DETAILED ACTION
Notice of Pre-AIA  or AIA  Status
The present application, filed on or after March 16, 2013, is being examined under the first inventor to file provisions of the AIA .
Claim Interpretation
The following is a quotation of 35 U.S.C. 112(f):
(f) Element in Claim for a Combination. – An element in a claim for a combination may be expressed as a means or step for performing a specified function without the recital of structure, material, or acts in support thereof, and such claim shall be construed to cover the corresponding structure, material, or acts described in the specification and equivalents thereof. 

The following is a quotation of pre-AIA  35 U.S.C. 112, sixth paragraph:
An element in a claim for a combination may be expressed as a means or step for performing a specified function without the recital of structure, material, or acts in support thereof, and such claim shall be construed to cover the corresponding structure, material, or acts described in the specification and equivalents thereof.

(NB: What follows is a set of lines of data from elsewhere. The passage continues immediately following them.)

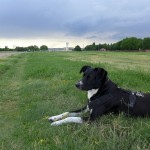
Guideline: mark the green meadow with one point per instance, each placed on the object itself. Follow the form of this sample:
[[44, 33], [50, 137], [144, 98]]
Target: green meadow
[[34, 86]]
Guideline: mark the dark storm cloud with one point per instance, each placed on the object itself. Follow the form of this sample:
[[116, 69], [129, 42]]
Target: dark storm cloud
[[85, 18]]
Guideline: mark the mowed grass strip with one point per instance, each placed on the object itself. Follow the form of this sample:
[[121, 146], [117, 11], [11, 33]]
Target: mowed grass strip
[[38, 85]]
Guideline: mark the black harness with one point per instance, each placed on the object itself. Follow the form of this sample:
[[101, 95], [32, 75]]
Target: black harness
[[132, 98]]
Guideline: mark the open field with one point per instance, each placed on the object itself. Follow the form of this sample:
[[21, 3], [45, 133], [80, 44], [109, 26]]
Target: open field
[[6, 54], [34, 86]]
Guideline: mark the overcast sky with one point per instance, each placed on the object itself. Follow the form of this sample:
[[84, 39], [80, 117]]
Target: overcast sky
[[79, 22]]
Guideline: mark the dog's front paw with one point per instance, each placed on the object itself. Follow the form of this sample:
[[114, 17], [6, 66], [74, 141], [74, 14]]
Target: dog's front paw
[[58, 117], [57, 123]]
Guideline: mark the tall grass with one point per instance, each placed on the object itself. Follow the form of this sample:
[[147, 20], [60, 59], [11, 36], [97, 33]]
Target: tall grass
[[38, 85]]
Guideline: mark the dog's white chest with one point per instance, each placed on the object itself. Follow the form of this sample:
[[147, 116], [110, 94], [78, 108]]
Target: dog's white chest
[[92, 92]]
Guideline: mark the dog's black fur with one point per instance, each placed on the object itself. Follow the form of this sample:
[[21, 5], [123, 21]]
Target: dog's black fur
[[109, 97]]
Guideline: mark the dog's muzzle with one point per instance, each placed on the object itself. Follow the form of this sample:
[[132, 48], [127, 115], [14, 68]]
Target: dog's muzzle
[[79, 85]]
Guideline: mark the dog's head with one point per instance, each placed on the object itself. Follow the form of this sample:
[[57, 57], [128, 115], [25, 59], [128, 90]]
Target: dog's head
[[93, 78]]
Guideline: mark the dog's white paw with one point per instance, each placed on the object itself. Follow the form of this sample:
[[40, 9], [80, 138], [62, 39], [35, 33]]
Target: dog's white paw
[[58, 117], [57, 123]]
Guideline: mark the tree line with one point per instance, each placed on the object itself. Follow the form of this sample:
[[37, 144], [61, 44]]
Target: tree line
[[29, 48], [128, 44]]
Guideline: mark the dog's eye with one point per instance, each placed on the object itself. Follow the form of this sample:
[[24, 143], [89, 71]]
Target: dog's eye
[[88, 77]]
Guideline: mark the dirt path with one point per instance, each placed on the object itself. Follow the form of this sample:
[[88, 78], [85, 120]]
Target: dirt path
[[6, 54]]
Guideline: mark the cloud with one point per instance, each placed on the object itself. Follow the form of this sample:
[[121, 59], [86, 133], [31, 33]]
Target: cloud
[[70, 19]]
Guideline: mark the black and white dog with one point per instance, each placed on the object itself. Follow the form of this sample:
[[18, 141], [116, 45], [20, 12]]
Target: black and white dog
[[104, 97]]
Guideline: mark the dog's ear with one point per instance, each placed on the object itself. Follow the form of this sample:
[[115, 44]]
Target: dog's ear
[[102, 73], [84, 68]]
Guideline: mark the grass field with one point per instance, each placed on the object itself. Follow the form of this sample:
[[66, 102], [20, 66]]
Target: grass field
[[34, 86]]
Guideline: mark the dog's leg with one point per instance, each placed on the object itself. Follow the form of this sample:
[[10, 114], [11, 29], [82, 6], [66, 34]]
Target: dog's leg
[[68, 120], [69, 114], [58, 117]]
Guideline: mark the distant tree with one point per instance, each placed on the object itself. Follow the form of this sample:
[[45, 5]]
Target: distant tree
[[43, 47], [6, 48], [77, 48]]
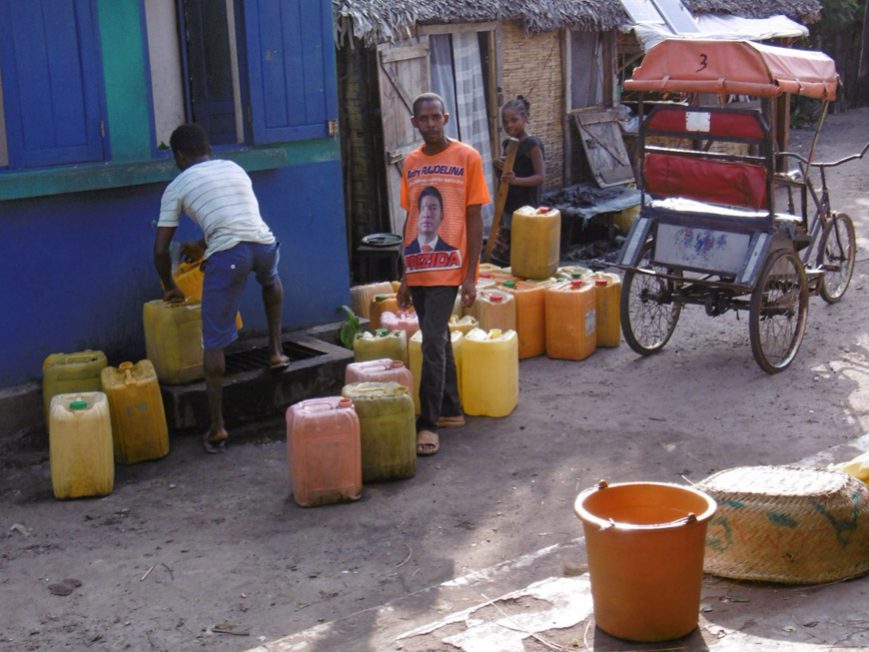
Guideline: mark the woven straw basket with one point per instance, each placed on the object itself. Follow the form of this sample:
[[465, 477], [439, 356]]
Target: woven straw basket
[[787, 524]]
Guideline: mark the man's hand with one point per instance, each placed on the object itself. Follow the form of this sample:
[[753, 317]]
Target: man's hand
[[192, 251], [469, 292], [173, 294], [403, 296]]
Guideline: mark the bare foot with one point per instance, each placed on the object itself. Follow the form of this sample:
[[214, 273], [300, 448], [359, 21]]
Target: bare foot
[[278, 361]]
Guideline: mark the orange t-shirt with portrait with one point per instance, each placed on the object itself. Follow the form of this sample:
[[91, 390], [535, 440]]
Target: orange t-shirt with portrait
[[454, 177]]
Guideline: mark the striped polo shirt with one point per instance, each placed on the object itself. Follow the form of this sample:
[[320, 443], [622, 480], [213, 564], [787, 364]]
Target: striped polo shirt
[[218, 196]]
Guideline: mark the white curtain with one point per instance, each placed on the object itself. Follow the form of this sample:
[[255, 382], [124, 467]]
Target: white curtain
[[442, 81], [462, 87]]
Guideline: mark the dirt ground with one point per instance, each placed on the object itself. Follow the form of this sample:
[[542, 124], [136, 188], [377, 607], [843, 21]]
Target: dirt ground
[[195, 541]]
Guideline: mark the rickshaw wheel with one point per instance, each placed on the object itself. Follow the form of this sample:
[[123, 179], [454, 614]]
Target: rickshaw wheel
[[779, 306], [836, 256], [648, 312]]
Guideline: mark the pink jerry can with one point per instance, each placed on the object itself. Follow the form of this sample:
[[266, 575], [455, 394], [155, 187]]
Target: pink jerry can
[[324, 451], [403, 320], [382, 370]]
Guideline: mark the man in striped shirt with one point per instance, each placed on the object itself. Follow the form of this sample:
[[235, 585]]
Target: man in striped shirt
[[218, 196]]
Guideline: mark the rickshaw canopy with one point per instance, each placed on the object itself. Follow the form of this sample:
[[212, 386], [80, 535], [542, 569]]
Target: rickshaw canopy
[[734, 67]]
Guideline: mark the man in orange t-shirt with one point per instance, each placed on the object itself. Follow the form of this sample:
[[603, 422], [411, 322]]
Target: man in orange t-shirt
[[442, 189]]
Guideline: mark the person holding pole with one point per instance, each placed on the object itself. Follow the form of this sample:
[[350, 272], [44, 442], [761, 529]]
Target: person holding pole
[[525, 179]]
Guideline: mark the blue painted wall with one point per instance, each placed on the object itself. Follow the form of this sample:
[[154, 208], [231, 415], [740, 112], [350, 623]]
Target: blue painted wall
[[78, 266]]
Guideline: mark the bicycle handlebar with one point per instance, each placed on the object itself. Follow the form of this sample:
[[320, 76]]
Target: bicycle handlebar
[[814, 164]]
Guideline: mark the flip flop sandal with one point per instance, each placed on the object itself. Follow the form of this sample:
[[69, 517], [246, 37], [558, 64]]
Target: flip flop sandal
[[427, 443], [283, 364], [212, 445]]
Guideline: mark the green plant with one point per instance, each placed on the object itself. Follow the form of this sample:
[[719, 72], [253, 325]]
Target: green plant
[[349, 327]]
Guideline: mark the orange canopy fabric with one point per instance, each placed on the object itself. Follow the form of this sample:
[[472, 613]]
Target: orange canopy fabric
[[738, 67]]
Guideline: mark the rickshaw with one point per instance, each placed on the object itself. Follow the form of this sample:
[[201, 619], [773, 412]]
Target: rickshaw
[[710, 231]]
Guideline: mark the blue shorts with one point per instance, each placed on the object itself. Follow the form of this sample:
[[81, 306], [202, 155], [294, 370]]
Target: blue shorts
[[226, 274]]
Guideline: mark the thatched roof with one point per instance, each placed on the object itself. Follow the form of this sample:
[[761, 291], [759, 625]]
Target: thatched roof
[[384, 21], [804, 11]]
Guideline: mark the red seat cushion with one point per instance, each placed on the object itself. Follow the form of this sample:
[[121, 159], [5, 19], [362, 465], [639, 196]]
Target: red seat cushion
[[731, 183]]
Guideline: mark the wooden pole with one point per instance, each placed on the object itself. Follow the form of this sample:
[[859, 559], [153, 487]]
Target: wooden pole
[[501, 199]]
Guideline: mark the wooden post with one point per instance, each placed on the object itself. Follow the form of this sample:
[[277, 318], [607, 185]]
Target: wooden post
[[501, 199]]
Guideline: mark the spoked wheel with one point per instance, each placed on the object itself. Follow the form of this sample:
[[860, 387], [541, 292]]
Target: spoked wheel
[[648, 312], [836, 257], [779, 306]]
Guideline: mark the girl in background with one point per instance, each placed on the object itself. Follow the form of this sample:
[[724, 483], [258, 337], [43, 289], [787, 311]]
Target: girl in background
[[527, 175]]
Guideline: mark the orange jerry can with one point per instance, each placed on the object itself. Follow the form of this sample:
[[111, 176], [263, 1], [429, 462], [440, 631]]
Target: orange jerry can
[[380, 303], [381, 370], [608, 292], [324, 451], [530, 317], [139, 430]]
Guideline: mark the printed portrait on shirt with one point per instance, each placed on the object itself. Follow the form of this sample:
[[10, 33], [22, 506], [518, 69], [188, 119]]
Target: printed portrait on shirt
[[430, 215]]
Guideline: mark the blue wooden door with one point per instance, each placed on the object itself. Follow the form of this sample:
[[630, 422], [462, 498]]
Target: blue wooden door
[[291, 65], [52, 82]]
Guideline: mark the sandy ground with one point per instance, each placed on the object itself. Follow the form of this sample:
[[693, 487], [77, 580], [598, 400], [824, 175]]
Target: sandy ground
[[195, 541]]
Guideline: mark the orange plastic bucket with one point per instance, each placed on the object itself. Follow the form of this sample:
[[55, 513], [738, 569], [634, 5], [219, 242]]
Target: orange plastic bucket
[[645, 544]]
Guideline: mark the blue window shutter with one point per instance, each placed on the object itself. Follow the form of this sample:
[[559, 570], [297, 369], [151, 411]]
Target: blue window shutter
[[209, 69], [52, 82], [291, 67]]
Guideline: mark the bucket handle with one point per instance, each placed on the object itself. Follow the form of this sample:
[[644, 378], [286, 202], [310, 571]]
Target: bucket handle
[[691, 517], [685, 520]]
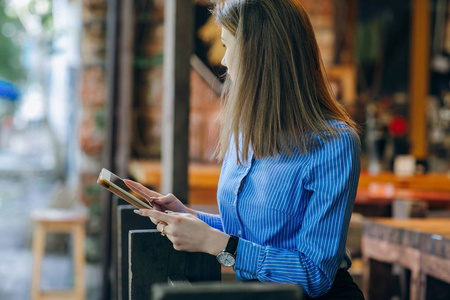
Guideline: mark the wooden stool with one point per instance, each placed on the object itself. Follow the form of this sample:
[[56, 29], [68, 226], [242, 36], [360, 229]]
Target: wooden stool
[[64, 221]]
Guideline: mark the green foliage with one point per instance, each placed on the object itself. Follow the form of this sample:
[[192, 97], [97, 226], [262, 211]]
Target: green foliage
[[11, 32]]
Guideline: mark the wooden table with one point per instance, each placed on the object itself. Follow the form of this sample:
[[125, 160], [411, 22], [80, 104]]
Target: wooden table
[[421, 246]]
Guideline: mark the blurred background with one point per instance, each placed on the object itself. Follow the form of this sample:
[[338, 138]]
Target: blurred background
[[59, 62]]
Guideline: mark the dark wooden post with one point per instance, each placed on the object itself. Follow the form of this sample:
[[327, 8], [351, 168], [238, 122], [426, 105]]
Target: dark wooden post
[[178, 45], [126, 220], [152, 259]]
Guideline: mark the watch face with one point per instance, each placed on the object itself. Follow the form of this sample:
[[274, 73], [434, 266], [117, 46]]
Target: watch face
[[226, 259]]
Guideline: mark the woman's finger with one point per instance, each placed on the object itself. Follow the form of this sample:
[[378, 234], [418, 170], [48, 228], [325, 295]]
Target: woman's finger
[[160, 216]]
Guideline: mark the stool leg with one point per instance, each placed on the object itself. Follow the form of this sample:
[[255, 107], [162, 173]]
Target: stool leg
[[38, 256], [79, 262]]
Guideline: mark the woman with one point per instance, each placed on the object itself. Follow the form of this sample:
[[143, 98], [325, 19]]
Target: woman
[[290, 159]]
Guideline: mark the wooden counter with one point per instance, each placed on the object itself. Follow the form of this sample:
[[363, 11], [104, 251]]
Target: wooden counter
[[421, 246]]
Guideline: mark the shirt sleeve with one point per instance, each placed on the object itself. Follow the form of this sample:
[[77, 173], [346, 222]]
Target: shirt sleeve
[[212, 220], [332, 181]]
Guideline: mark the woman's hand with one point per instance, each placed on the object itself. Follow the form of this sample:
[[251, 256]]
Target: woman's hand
[[158, 201], [186, 232]]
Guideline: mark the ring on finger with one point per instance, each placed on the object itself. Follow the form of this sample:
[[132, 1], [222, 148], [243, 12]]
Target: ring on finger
[[162, 230]]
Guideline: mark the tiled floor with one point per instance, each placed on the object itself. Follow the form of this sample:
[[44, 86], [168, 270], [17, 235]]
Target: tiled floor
[[18, 197]]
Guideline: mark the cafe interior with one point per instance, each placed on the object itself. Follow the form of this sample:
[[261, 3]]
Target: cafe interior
[[149, 98]]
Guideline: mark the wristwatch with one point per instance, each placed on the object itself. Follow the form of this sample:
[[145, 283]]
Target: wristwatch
[[227, 257]]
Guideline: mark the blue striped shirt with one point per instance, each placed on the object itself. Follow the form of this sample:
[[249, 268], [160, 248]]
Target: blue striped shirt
[[291, 212]]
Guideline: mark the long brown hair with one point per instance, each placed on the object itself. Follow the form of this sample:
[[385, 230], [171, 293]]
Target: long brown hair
[[279, 100]]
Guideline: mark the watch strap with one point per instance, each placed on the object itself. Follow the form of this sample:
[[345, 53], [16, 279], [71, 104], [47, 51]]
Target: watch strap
[[232, 244]]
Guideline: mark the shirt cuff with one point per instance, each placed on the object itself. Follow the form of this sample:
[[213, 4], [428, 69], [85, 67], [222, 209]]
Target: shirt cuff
[[249, 256], [211, 219]]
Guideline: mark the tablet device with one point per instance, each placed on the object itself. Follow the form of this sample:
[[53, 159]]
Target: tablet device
[[116, 185]]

The claims in this application are given their broadest reasonable interpretation using the plain meaning of the claim language in light of the specification as it would be understood by one of ordinary skill in the art.  The broadest reasonable interpretation of a claim element (also commonly referred to as a claim limitation) is limited by the description in the specification when 35 U.S.C. 112(f) or pre-AIA  35 U.S.C. 112, sixth paragraph, is invoked. 
As explained in MPEP § 2181, subsection I, claim limitations that meet the following three-prong test will be interpreted under 35 U.S.C. 112(f) or pre-AIA  35 U.S.C. 112, sixth paragraph:
(A)	the claim limitation uses the term “means” or “step” or a term used as a substitute for “means” that is a generic placeholder (also called a nonce term or a non-structural term having no specific structural meaning) for performing the claimed function; 
(B)	the term “means” or “step” or the generic placeholder is modified by functional language, typically, but not always linked by the transition word “for” (e.g., “means for”) or another linking word or phrase, such as “configured to” or “so that”; and 
(C)	the term “means” or “step” or the generic placeholder is not modified by sufficient structure, material, or acts for performing the claimed function. 
Use of the word “means” (or “step”) in a claim with functional language creates a rebuttable presumption that the claim limitation is to be treated in accordance with 35 U.S.C. 112(f) or pre-AIA  35 U.S.C. 112, sixth paragraph. The presumption that the claim limitation is interpreted under 35 U.S.C. 112(f) or pre-AIA  35 U.S.C. 112, sixth paragraph, is rebutted when the claim limitation recites sufficient structure, material, or acts to entirely perform the recited function. 
Absence of the word “means” (or “step”) in a claim creates a rebuttable presumption that the claim limitation is not to be treated in accordance with 35 U.S.C. 112(f) or pre-AIA  35 U.S.C. 112, sixth paragraph. The presumption that the claim limitation is not interpreted under 35 U.S.C. 112(f) or pre-AIA  35 U.S.C. 112, sixth paragraph, is rebutted when the claim limitation recites function without reciting sufficient structure, material or acts to entirely perform the recited function. 
Claim limitations in this application that use the word “means” (or “step”) are being interpreted under 35 U.S.C. 112(f) or pre-AIA  35 U.S.C. 112, sixth paragraph, except as otherwise indicated in an Office action. Conversely, claim limitations in this application that do not use the word “means” (or “step”) are not being interpreted under 35 U.S.C. 112(f) or pre-AIA  35 U.S.C. 112, sixth paragraph, except as otherwise indicated in an Office action.
Specifically, claim 20 recites means for receiving, means for automatically determining, means for selectively modifying, and means for displaying.
Upon reviewing the specification of current application, Examiner finds the corresponding structure of:
means for receiving as a memory via a processor and a bus (Fig. 3),
means for automatically determining as a processor executing corresponding code in the memory (Fig. 3),
means for selectively modifying as a processor executing corresponding code in the memory (Fig. 3), and 
means for displaying as a display with a speaker ([0045] and [0048]).
Claim Rejections - 35 USC § 102
The following is a quotation of the appropriate paragraphs of 35 U.S.C. 102 that form the basis for the rejections under this section made in this Office action:
A person shall be entitled to a patent unless –

(a)(1) the claimed invention was patented, described in a printed publication, or in public use, on sale, or otherwise available to the public before the effective filing date of the claimed invention.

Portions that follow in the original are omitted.